Acórdão do Supremo Tribunal de Justiça
Processo:
97/14.6T8ACB-A.C1.S1
Nº Convencional: 7ª SECÇÃO
Relator: OLINDO GERALDES
Descritores: ABUSO DO DIREITO
BOA FÉ
CONTRATO DE PERMUTA
EMBARGOS DE EXECUTADO
OPOSIÇÃO À PENHORA
RECURSO DE REVISTA
OBJECTO DO RECURSO
OBJETO DO RECURSO
ADMISSIBILIDADE DE RECURSO
REJEIÇÃO DE RECURSO
CONHECIMENTO DO MÉRITO
EXECUÇÃO HIPOTECÁRIA
CRÉDITO HIPOTECÁRIO
ACÇÃO EXECUTIVA
AÇÃO EXECUTIVA
INOPONIBILIDADE DO NEGÓCIO
Data do Acordão: 09/28/2017
Votação: UNANIMIDADE
Texto Integral: S
Privacidade: 1
Meio Processual: REVISTA
Decisão: NEGADA A REVISTA
Área Temática:
DIREITO CIVIL - RELAÇÕES JURÍDICAS / EXERCÍCIO E TUTELA DE DIREITOS - DIREITO DAS OBRIGAÇÕES / GARANTIAS ESPECIAIS DAS OBRIGAÇÕES.
DIREITO PROCESSUAL CIVIL - PROCESSO DE EXECUÇÃO / PENHORA DE BENS / OPOSIÇÃO À PENHORA / EMBARGOS DE EXECUTADO / SENTENÇA - RECURSOS.
Doutrina:
- A. MENEZES CORDEIRO, Tratado de Direito Civil Português, I, tomo1, 2.ª edição, 2000, 241 e 245.
Legislação Nacional:
CÓDIGO CIVIL (CC): - ARTIGOS 334.º, 721.º.
CÓDIGO DE PROCESSO CIVIL (CPC): - ARTIGO 671.º, N.º 1.
CÓDIGO DO REGISTO PREDIAL (CRPRED): - ARTIGO 5.º, N.º 1.
Sumário : I. O abuso do direito, consagrado no art. 334.º do Código Civil, corresponde, sobretudo, a uma manifestação concreta do princípio da boa fé.

II. O comportamento, manifestamente atentatório da boa fé, deve ser repudiado pela ordem jurídica, qualificando como ilegítimo o exercício do direito baseado nesse comportamento e obstando à concretização da respetiva pretensão jurídica.

III. Sem a alegada ofensa à boa fé, não se configura abuso do direito, quando o credor hipotecário executa os imóveis hipotecados, adquiridos depois da constituição da hipoteca, na sequência de permuta anteriormente celebrada.

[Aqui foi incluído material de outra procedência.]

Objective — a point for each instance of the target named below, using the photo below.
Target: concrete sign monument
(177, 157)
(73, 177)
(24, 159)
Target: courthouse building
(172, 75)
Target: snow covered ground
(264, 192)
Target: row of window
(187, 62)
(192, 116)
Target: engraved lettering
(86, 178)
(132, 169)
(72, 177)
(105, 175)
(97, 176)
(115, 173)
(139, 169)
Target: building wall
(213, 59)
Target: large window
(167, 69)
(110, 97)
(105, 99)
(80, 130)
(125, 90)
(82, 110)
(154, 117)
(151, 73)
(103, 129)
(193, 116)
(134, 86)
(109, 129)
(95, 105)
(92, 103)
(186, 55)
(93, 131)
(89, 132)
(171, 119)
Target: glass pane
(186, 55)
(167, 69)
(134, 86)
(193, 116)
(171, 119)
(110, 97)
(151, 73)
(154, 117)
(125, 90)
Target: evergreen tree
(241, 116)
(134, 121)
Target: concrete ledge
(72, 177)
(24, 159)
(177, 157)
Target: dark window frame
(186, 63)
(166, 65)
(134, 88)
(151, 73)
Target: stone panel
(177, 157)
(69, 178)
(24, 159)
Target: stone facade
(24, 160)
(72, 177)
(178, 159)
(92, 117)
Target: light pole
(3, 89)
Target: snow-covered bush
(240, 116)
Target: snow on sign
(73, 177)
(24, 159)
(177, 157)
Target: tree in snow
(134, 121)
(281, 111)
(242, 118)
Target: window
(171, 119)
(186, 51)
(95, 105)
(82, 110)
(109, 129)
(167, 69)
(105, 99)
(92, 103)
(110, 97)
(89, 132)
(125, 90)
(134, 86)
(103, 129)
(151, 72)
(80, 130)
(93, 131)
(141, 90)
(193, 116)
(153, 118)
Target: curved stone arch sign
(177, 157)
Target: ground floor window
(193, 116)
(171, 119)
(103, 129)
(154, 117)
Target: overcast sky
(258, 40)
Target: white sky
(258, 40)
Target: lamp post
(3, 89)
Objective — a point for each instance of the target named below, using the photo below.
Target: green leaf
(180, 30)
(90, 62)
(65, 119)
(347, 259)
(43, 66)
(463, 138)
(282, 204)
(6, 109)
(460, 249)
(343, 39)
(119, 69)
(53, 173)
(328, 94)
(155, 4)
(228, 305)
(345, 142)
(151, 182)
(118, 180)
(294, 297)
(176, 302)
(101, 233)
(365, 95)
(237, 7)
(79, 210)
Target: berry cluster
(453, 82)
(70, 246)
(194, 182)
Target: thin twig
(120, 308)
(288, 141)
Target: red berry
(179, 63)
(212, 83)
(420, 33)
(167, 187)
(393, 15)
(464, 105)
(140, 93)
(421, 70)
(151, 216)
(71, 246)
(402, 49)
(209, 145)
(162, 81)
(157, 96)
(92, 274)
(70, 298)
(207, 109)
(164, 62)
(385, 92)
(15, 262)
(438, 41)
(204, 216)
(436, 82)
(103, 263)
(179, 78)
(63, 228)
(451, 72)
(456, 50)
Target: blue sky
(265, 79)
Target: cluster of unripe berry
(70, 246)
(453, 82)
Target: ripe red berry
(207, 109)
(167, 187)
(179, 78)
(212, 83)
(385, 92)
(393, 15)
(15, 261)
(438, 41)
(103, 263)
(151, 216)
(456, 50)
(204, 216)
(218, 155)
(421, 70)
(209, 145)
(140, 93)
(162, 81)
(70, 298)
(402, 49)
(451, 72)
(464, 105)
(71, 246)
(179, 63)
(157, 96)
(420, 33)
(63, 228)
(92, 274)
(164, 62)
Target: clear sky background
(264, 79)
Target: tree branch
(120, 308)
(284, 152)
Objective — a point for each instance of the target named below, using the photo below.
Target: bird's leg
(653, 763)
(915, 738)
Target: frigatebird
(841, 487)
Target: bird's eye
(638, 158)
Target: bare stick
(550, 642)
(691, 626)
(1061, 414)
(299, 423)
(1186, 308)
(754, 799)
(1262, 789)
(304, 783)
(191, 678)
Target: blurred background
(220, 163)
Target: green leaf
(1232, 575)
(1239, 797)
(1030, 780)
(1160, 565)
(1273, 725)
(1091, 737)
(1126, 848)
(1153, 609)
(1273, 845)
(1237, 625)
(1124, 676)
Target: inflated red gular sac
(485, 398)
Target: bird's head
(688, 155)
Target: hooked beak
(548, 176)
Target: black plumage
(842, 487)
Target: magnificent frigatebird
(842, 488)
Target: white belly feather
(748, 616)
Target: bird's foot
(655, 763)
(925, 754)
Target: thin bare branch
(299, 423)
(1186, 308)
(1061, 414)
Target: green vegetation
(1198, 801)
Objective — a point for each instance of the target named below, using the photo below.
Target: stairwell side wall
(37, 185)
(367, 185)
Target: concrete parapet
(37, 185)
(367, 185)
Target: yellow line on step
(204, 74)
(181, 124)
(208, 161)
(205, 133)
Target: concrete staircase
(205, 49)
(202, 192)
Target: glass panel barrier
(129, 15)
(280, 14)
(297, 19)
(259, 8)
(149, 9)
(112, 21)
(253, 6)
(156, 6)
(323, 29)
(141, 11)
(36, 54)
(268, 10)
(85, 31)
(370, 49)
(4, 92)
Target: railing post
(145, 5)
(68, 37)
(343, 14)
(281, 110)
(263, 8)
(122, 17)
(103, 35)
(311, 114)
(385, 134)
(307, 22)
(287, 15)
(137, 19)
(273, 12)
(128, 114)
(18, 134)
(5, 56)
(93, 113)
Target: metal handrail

IV. A oposição à penhora, estando excluída do âmbito do mérito da causa (embargos de executado), não pode ser objeto do recurso de revista, nomeadamente nos termos do art. 671.º, n.º 1, do Código de Processo Civil.

Decisão Texto Integral:
Acordam no Supremo Tribunal de Justiça:


I – RELATÓRIO

      AA, mediante embargos de executado, deduziu oposição à execução para pagamento de quantia certa, no valor de € 97 708,51, que a Caixa Geral de Depósitos, S.A., lhe move também no Juízo de Execução da Instância Central de A…., Comarca de Leiria, e também oposição à penhora, alegando que, por permuta com a co - Executada BB, Lda., adquiriu as duas frações penhoradas, configurando a hipoteca a favor da Exequente abuso do direito, para além de lhe assistir ainda o direito de retenção sobre as mesmas frações.

Recebidos os embargos, contestou a Embargada, alegando que o direito de propriedade do Embargante é inoponível à hipoteca constituída a seu favor e que inexiste fundamento para a invocação do direito de retenção, e concluindo pela improcedência da oposição.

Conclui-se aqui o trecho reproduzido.